A group of Aurukun parents has launched an advertising campaign pleading with the state and federal governments to continue with the Cape York Academy.
The State Government has floated the idea of taking control of the primary school with a review underway.
Teachers were evacuated last month and the school temporarily closed due to safety concerns after violence spilled onto the street.
The academy, led by Noel Pearson, uses a direct instruction syllabus in partnership with Education Queensland.
In the “hands off our school” newspaper and Youtube campaign, the Wik women’s group said they wanted to keep the current model, and government was not listening.
They said ‘sly grogging’ and out-of-control teenagers were the problem, not the school.
“You must listen to those of us who send our children to school and understand how much better our school is now compared to years ago,” they said.
“We cannot believe our school has become the scapegoat for the social problems in our community.

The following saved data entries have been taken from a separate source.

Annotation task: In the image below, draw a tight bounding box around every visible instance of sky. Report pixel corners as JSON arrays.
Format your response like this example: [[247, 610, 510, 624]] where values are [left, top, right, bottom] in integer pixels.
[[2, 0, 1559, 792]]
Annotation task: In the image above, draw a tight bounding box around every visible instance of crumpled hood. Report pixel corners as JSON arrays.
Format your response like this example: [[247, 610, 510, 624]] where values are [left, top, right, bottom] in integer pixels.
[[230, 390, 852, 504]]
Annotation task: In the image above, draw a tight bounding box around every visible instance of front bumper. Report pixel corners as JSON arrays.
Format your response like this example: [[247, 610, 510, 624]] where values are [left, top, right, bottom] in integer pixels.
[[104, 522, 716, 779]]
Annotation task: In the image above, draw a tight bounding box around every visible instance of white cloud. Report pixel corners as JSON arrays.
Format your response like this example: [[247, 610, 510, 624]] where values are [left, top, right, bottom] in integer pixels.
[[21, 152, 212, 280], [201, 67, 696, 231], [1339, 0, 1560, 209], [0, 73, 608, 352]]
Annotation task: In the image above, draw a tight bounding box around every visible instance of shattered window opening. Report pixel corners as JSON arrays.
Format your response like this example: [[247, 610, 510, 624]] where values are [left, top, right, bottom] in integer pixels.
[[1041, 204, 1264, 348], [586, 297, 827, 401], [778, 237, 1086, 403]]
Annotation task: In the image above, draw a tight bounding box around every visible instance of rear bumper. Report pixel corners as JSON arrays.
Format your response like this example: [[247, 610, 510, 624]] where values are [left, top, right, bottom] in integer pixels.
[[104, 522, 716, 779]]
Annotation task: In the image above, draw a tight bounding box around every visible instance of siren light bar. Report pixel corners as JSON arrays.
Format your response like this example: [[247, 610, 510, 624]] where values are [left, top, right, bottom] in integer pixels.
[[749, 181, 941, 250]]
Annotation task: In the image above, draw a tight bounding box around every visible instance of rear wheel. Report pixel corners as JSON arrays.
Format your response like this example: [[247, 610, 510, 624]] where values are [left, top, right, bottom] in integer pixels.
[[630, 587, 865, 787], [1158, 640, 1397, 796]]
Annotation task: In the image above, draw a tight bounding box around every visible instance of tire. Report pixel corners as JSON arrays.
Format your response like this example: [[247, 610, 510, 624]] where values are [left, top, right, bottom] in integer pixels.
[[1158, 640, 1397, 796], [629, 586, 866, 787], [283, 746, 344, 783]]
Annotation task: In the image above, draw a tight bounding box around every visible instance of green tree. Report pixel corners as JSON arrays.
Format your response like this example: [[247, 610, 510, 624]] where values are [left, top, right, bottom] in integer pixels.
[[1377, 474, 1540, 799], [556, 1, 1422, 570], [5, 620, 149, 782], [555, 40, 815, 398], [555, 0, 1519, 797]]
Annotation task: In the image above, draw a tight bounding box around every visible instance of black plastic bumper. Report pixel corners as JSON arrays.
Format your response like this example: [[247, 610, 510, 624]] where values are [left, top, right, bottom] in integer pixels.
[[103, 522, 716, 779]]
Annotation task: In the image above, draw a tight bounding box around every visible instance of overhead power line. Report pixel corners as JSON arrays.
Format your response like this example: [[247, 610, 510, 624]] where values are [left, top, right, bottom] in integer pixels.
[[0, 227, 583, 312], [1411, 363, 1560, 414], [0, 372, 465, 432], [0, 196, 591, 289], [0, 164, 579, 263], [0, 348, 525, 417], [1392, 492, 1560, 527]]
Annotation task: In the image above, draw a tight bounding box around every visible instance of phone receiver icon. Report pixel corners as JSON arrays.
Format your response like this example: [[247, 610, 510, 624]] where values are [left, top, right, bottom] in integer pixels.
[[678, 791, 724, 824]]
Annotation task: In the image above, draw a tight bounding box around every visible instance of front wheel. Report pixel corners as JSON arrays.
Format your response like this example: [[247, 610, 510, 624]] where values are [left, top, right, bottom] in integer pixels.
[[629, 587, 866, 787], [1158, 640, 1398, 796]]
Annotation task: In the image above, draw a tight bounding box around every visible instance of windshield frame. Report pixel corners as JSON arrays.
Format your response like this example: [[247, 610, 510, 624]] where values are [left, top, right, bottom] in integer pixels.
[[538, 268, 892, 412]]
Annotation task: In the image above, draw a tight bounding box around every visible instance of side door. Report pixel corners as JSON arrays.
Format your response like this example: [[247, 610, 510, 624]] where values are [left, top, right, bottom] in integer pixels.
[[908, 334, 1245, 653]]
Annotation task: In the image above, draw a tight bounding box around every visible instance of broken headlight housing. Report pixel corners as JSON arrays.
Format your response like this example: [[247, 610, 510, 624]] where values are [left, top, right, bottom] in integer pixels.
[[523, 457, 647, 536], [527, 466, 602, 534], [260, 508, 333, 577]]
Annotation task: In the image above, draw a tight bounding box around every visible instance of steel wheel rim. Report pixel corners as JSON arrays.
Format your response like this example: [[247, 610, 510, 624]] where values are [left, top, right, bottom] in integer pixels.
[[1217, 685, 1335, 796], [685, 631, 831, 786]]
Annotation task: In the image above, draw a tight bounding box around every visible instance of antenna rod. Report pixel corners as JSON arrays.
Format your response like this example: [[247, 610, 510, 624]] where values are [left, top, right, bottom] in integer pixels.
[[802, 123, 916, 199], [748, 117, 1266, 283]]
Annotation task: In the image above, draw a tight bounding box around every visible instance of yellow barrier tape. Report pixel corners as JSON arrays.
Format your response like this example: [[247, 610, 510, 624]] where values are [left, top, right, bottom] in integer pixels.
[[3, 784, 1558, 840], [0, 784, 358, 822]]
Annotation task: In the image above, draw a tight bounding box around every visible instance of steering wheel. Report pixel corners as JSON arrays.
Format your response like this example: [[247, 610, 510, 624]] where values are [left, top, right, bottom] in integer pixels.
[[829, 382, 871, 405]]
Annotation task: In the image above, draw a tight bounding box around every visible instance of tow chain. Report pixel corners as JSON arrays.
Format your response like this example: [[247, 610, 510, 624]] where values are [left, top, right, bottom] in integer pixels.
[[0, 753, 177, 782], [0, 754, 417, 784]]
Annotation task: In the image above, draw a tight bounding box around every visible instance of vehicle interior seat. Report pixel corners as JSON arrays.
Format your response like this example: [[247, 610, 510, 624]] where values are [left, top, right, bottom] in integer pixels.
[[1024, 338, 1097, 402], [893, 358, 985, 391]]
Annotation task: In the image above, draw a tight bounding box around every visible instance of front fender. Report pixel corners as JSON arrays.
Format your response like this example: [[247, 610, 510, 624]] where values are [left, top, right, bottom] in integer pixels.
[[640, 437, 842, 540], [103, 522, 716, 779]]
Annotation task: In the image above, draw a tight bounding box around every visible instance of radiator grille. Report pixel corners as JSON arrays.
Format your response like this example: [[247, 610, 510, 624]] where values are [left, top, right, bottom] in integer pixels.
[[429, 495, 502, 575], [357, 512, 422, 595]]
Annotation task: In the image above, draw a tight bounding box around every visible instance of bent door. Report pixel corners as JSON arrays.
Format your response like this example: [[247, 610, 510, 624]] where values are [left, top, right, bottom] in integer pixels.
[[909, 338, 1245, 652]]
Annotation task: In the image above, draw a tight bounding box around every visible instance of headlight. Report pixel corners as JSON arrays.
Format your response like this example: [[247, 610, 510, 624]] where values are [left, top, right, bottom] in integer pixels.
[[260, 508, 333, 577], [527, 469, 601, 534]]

“The real issue lies within the home.”
The school, the only in the community, is due to reopen this term, with kids learning through distance education during its closure.
Its 25 teachers were evacuated on May 11 for a second time after the school principal’s car was stolen twice by a group of youths, one who was carrying an axe.
Mr Pearson manages the school and two others on the Cape using direct instruction teaching, developed in the US in the 1960s.
The direct instruction system focuses on the needs of children with learning difficulties, and breaks each learning task to its smallest component to help students master simpler skills before moving to more difficult skills.
A spokesperson for Premier Annastacia Palaszczuk said she had met with Phyllis Yunkaporta, who spoke first in the Youtube video, and other Wik women on her recent visit to Aurukun.
“The temporary closure of the school was necessary due to safety fears expressed by the school staff,” the spokesperson said.
“However other measures were put in place, and we look forward to finalising long-term plans for the education needs of the community in the very near future.”